A new ransomware actor called Spirals completed a corporate intrusion, from initial access to data theft and encryption, in less than 24 hours.

The attack occurred in June and breached an IT services firm in South Asia after compromising an Internet Information Services (IIS) server exposed on the public web.

Researchers at Symantec’s Threat Hunter Team say that the attacker moved quickly after obtaining initial access and uploading an ASP.NET web shell.

The Spirals operator then bypassed User Account Control (UAC), enabled Remote Desktop, and created a local account to maintain persistent access. The attacker also dumped the SAM registry hive and LSASS process memory in an attempt to extract credentials.

Symantec investigators say that the threat actor tried to remove security software on the hosts, used WMI to move laterally to more than a dozen systems, and established redundant remote access channels using revsocks, Chisel, and Cloudflare tunnels.

A PowerShell payload disabled Microsoft Defender, removed its threat definitions, and stopped services associated with 23 backup, database, and virtualization products, including Veeam, VMware, Hyper-V, SQL Server, Oracle, and PostgreSQL, in preparation for the encryption stage.

The deployment of the Spirals payload (bitsadmin.exe) occurred less than 24 hours after the initial compromise, reports Symantec.

“The operator began deploying the ransomware payload across the victim’s network using PsExec running as SYSTEM,” the researchers explain.

“The payload was named bitsadmin.exe, likely to masquerade as the legitimate Windows utility associated with the Background Intelligent Transfer Service, encrypting files on impacted machines.”

Spirals is a Rust-based ransomware family that uses AES-128 keys protected by an attacker-controlled ECDH P-256 public key.

The ransomware uses intermittent encryption for files larger than 5MB to accelerate the process.

A ransom note named RECOVERY_SECTION.log is dropped on the C:\ drive, containing instructions to negotiate a ransom.
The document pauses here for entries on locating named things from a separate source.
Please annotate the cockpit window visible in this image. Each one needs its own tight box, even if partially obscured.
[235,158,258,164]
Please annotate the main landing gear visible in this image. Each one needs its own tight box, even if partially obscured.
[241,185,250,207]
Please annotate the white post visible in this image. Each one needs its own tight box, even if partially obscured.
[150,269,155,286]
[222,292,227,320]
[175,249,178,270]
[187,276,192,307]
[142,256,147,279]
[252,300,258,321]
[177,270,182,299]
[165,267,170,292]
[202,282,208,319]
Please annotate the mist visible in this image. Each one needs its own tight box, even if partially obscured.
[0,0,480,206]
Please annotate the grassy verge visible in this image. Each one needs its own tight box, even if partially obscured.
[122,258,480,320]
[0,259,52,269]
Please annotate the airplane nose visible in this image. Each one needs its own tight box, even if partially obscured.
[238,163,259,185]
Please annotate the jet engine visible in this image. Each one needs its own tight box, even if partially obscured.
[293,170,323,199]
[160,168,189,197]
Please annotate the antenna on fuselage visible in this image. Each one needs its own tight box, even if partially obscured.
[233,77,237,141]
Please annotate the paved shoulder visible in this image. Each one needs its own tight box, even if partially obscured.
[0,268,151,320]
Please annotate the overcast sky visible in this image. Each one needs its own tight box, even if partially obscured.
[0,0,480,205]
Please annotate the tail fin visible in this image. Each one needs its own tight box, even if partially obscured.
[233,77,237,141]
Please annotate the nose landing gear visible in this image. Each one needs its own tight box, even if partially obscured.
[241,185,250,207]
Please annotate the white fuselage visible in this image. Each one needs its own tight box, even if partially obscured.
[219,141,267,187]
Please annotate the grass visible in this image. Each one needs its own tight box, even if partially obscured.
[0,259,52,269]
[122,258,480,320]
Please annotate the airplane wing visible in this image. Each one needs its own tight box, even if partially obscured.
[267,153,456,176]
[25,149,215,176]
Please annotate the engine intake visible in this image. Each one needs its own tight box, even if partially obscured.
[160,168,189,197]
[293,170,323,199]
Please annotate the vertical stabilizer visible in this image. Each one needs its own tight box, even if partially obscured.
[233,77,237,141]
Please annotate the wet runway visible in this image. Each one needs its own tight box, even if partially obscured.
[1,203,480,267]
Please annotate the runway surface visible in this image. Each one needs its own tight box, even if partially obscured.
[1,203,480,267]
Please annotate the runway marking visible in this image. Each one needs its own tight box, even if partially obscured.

Victims are threatened with public exposure of the stolen data within six days, unless the attacker is paid.

Despite the presence of the extortion portal, Symantec observed Spirals in a single case so far, so it’s unclear whether the new family is intended for broader cybercrime deployment or if it was a custom payload created specifically for this attack at the IT services firm.

Symantec’s report provides network indicators and file hashes associated with the documented Spirals attack to help organizations worldwide set up defenses against this threat group.